Эбигейл задумчиво кивнула.

– Значит, мир – это как пестрый ковер, сотканный из наших восприятий? Каждый из нас видит на нём свой узор?

– Именно так, моя дорогая, – ответил мистер Пиквик. – Мир – это зеркало, отражающее наши души. Что мы в него вкладываем, то и получаем взамен.

Эбигейл задумалась. Ей понравилась эта мысль о том, что каждый из нас создаёт свой собственный мир. Ведь если это так, то мир становится бесконечно разнообразным и удивительным.

В тот вечер, лежа в своей кровати, Эбигейл смотрела на луну, светящуюся в ночном небе. Она представляла себе, что луна – это огромный глаз, наблюдающий за всеми нами. И каждый из нас видит в этом глазе что-то своё: надежду, одиночество, любовь или страх.

– Точно так же все предметы окружающего нас мира предстают в разных обличьях – в зависимости от наших ожиданий, опыта и внутреннего состояния, – размышляла Эбигейл.

– А что, если этот камин и не тёплый вовсе? Что, если туман за окном – лишь иллюзия?

– Но ощущения не лгут, – успокаивала она себя. – Я вижу туман.

– А что, если наши ощущения ошибаются? – в её голове вспыхнули воспоминания о миражах в пустыне, о которых рассказывал учитель в школе, об иллюзиях магов, которые она видела на ярмарке.

Эбигейл взглянула на камин, где дрова весело потрескивали. Она встала с кровати, протянула руку к огню, но внезапно осознала, что тепла больше не чувствует.

– Я сплю и вижу сон, который кажется реальностью, – поняла вдруг Эбигейл.

Ей снилось, что этот мир подобен огромному океану, в котором мы – лишь маленькие капли. Но эти капли, сливаясь воедино, создают неповторимый узор на поверхности. Каждый вносит свой вклад в создание общей картины мира, и каждый делает его немного другим.

Ветер за окном усилился, и туман исчез.

Q.S., Marginalia in somnis (Cod. Somn. Bibl. Noct. IV:6)

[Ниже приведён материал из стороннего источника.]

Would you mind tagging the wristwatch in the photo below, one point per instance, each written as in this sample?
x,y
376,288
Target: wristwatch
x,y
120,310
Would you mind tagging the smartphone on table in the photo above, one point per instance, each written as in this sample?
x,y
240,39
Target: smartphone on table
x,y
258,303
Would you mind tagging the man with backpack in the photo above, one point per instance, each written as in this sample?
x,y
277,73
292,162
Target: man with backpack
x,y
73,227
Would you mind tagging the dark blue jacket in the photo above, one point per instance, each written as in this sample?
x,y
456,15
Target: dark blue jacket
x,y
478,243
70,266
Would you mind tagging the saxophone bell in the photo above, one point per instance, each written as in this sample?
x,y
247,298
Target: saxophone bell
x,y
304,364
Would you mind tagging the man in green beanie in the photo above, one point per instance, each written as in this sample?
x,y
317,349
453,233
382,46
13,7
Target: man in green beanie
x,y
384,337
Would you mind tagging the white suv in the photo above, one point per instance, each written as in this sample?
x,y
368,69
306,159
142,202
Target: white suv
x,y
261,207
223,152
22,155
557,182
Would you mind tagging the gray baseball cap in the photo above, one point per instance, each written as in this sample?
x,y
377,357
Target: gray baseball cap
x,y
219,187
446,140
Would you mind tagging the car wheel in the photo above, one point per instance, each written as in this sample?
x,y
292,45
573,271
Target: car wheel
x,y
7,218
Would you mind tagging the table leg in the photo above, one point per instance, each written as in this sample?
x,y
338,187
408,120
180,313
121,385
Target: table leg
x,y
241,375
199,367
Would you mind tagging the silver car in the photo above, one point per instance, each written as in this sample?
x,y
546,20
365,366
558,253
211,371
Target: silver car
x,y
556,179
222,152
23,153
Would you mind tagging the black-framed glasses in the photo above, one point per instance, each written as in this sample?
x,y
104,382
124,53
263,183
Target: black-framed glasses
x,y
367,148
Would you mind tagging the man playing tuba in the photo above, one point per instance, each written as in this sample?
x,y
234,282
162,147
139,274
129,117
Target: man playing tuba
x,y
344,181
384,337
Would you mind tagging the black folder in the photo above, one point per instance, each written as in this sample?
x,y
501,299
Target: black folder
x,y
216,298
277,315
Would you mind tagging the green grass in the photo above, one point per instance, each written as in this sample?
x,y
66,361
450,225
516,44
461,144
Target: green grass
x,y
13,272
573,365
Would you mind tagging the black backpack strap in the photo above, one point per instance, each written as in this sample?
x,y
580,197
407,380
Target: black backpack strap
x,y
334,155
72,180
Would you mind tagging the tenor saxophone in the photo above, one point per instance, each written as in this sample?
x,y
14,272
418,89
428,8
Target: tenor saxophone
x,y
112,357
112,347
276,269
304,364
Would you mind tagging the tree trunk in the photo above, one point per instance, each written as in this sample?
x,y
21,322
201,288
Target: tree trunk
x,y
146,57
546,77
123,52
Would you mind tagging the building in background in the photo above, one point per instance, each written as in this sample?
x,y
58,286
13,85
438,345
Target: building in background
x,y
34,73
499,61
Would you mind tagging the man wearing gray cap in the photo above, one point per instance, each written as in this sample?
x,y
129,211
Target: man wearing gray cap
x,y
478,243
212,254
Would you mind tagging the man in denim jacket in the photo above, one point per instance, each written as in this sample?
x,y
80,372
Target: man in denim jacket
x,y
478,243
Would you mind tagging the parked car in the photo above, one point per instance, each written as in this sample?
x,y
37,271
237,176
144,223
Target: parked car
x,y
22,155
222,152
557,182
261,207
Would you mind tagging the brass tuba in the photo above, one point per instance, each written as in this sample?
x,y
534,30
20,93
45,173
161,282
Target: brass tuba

Мир, как текст,пропущенный через восприятие каждого индивида, искажённый становится бесконечным полем для интерпретаций.

Как и в случае с дубом, реальность существует не как объективная данность, но как пространство для личных проекций.

Мир – зеркало, но кто смотрит в него?

7.



Став заметно холоднее, ветер зашептал что-то тревожное, словно предвещая грядущую борьбу.

И вот уже зима раскрылась во всей своей ледяной власти.

Зима, как её видел Эмиль, была не просто временем года, а воплощением подавляющей неизбежности.

Ледяной ветер, пронизывающий до костей, был не столько физическим явлением, сколько символом вторжения хаоса в упорядоченность его мира. Этот ветер не просто дул – он проникал в самые укромные уголки существования.

Снег, покрывающий землю, представлялся Эмилю наглым захватчиком, превращающим привычный ландшафт в бесплодную пустыню. Белизна снега оскорбляла своей ложной чистотой, напоминая о стремлении природы стереть следы человека, заново навязывая ему свои правила игры. Для Эмиля каждый шаг по этому ледяному ковру был борьбой за сохранение себя в мире, который, казалось, стремился его вытеснить.

Но ничто не раздражало его так, как новогодняя суета. Здесь Эмиль сталкивался с лицемерием человеческой природы в её наиболее концентрированной форме. Очереди в магазинах напоминали ему о древних ритуалах жертвоприношения, где люди добровольно отдавали себя в жертву суровым северным божествам. Пробки на дорогах казались ему хороводами отчаяния, где каждый участник осознавал свою бессмысленность, но продолжал двигаться, как механизм, лишённый собственной воли.

Атмосфера праздника, с её мишурой и навязчивыми огоньками, была для него чем-то вроде маскарада. Люди, казалось, надевали маски счастья, скрывая под ними страх перед тем, что наступит после.